The firm on Friday announced that it will merge its existing assets into a newly-created subsidiary in the Netherlands, Altice N.V., whose shares will be listed on Euronext Amsterdam (AMX). Prior to the merger, Altice plans to transfer all of its assets to Altice Luxembourg, which will be controlled by the Dutch entity.

"Pursuant to the merger, the group will benefit from a powerful equity acquisition currency without prejudicing voting control of the company’s founding shareholder group," said Altice group CEO Dexter Goei.

"This will further strengthen Altice’s position in the next phase of value-enhancing growth," he added.

Altice has been active in the M&A market recently, acquiring French mobile operator SFR in 2014, and adding Portugal Telecom and U.S. cableco Suddenlink to its portfolio this year.

It made a bid for Bouygues Telecom at the start of this week but its offer was rebuffed by the French telco on Tuesday.

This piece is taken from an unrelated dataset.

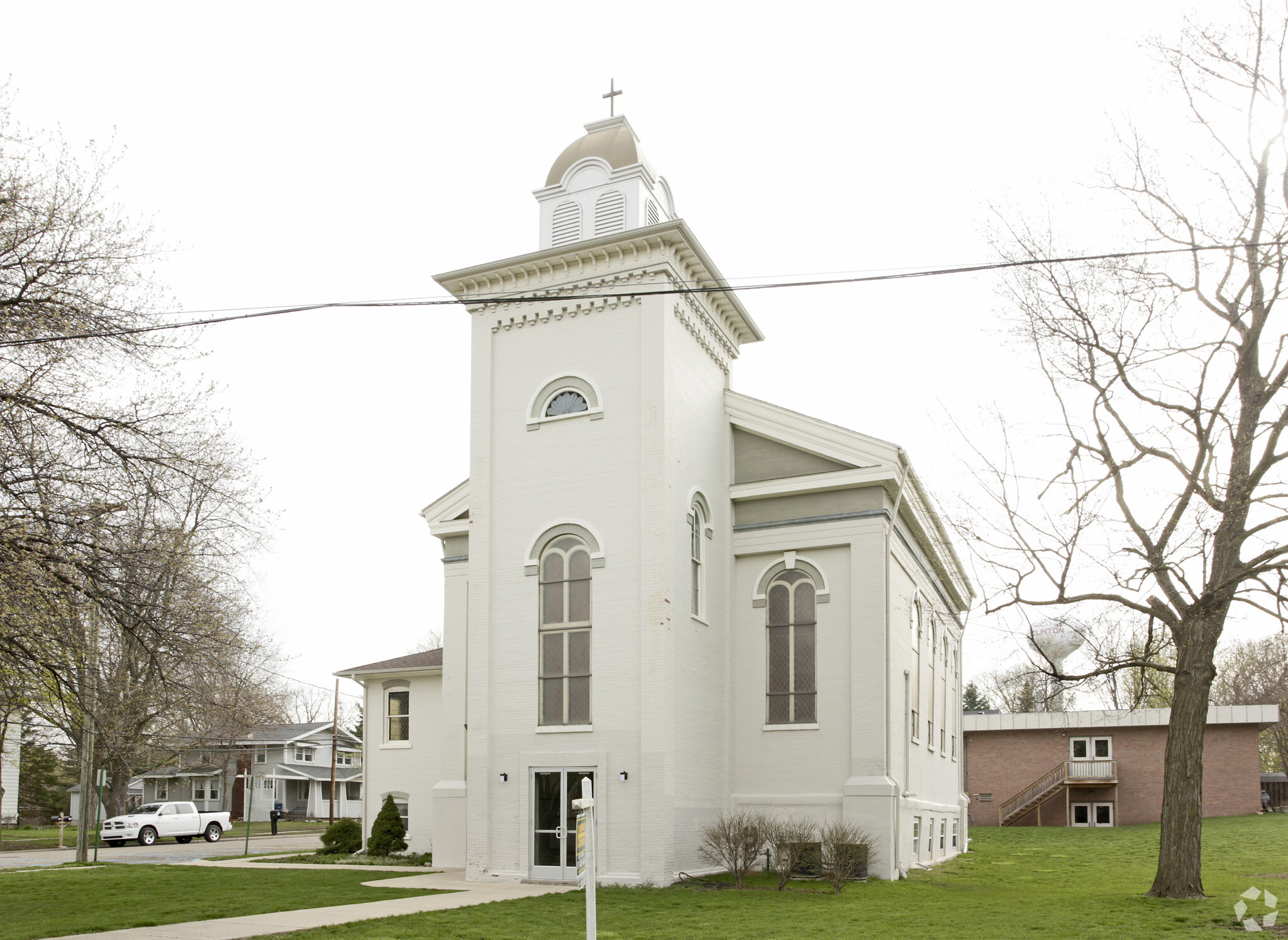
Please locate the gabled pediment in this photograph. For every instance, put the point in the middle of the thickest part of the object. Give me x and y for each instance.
(799, 442)
(757, 458)
(450, 514)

However, on Thursday Altice reiterated its bid, revealing that it is prepared to pay €10 billion for Bouygues Telecom – €9 billion in cash and the remainder in stock.

"Altice takes note of the decision of the board of directors of Bouygues and regrets that the board has not once, either through its advisers or through its management teams, sought any details or explanations from Altice regarding the offer before being presented to the board," the firm said.

Altice added that in order to smooth the regulatory path for a takeover of Bouygues Telecom it has entered into talks with Free Mobile parent Iliad regarding the transfer of certain assets. It also pledged to maintain employment levels at the company, to continue investing in fibre, and to "fully participate" in France’s upcoming auction of 700-MHz spectrum.